You'll notice that YouTube even allow people to make a DMCA complaint by email, enabling a would-be censor to issue a takedown in a matter of minutes.

So a complainer can be judge and jury, and whoever receives the complaint will unquestioningly serve as their obedient executioner, without the person who uploaded the video (or put up the allegedly copyright-infringing content) on the Web ever having a chance to hear the case against them, never mind try to refute it. To me that's a breach of a basic human right, the right to a fair trial, as well as the right to free expression, and I hope that no one would wear that here in Europe given our Convention on Human Rights. Well I gather some Americans think the DMCA is unconstitutional because of its misuse to strangle free speech there, but they seem to have been ignored.

This sort of thing really has a chilling effect on freedom of speech, hence the excellent site Chillingeffects.org, a joint project of the Electronic Frontier Foundation and various US law schools, which aims to to encourage respect for intellectual property law while frowning on its misuse to "chill" legitimate activity. They maintain a database of Cease and Desist letters that people have received and input, in order to document the chill (poodle photo complaints and all).

At least there are signs that people are fighting DMCA take downs, e.g. Stephanie Lenz, with the EFF's support, suing YouTube for removing a 29-second video of her toddler dancing to Prince! (more on that here, there have been other misuses too, and see generally the EFF page on the abuse of DMCA to shut off free speech).

It's not very good, then, is it

So. If I don't like how I'm portrayed in a video, if I think it's negative about me, if I'm not even mentioned in the video but I don't like the message it conveys, if I'm ultra strait-laced and think a video is too suggestive, if I have rigidly narrow beliefs and feel a video is somehow contrary to them, if I am a government wanting to gag a person who is critical of my policies, if I am a company wanting to bury a corruption report, hey if a video is just being positive about my bitter business rival, it seems I am free to misuse the DMCA. Same with anything else on the Web, not just a YouTube video. Just file a DMCA complaint and the website or web service concerned will have to take it down, no questions asked.

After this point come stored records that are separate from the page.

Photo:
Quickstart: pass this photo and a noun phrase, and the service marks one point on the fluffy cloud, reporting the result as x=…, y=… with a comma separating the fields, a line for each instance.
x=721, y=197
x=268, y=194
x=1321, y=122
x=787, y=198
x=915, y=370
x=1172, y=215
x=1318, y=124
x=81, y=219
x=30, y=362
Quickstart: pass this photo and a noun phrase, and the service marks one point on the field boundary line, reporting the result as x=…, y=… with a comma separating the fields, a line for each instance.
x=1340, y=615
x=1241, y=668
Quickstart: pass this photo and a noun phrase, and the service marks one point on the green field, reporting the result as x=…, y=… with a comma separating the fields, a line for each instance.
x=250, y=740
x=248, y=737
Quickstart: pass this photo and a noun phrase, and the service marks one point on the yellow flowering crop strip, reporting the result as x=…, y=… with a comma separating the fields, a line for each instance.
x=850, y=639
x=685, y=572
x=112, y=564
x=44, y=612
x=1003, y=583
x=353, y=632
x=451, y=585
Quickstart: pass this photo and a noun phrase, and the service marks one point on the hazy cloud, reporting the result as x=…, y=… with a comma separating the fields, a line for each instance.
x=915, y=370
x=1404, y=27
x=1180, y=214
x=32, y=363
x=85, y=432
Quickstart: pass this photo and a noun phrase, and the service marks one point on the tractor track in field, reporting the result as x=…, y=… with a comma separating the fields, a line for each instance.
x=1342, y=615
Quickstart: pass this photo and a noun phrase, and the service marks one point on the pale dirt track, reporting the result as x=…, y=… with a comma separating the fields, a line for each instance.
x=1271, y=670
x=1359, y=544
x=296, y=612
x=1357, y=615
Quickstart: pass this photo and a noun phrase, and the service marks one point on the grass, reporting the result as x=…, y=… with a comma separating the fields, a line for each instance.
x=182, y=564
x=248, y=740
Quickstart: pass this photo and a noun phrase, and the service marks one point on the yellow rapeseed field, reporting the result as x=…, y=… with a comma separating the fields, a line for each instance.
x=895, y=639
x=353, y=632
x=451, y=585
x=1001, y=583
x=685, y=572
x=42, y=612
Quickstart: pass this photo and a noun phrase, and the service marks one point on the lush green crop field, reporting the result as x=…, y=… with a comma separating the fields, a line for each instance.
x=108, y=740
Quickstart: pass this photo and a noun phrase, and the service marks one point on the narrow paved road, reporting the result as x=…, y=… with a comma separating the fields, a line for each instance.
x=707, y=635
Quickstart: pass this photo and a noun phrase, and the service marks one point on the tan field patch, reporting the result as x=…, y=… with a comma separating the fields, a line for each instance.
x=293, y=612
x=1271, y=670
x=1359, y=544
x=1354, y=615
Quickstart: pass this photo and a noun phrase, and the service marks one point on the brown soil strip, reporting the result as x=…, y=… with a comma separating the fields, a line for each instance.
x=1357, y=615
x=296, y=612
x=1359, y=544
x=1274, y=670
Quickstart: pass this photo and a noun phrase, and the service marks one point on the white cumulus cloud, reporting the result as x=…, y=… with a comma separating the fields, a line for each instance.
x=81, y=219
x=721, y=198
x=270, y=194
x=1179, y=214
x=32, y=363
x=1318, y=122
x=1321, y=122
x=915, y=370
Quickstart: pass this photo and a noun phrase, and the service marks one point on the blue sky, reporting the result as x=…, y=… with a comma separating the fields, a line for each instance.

You can challenge a DMCA take down, but only if you reveal your personal details. Given that the ability to be anonymous is a major, indeed essential, protection for whistleblowers and people in repressive regimes who want to speak out for basic freedoms, this makes it impossible for anyone who for very valid reasons wants to keep their identity private to ever be able to reverse a take-down. Censorship 1, freedom of expression 0.

Please let them never have anything like the DMCA in Europe. I'd like to think, or at least hope, that over here we still value our civil liberties more than powerful media dollars.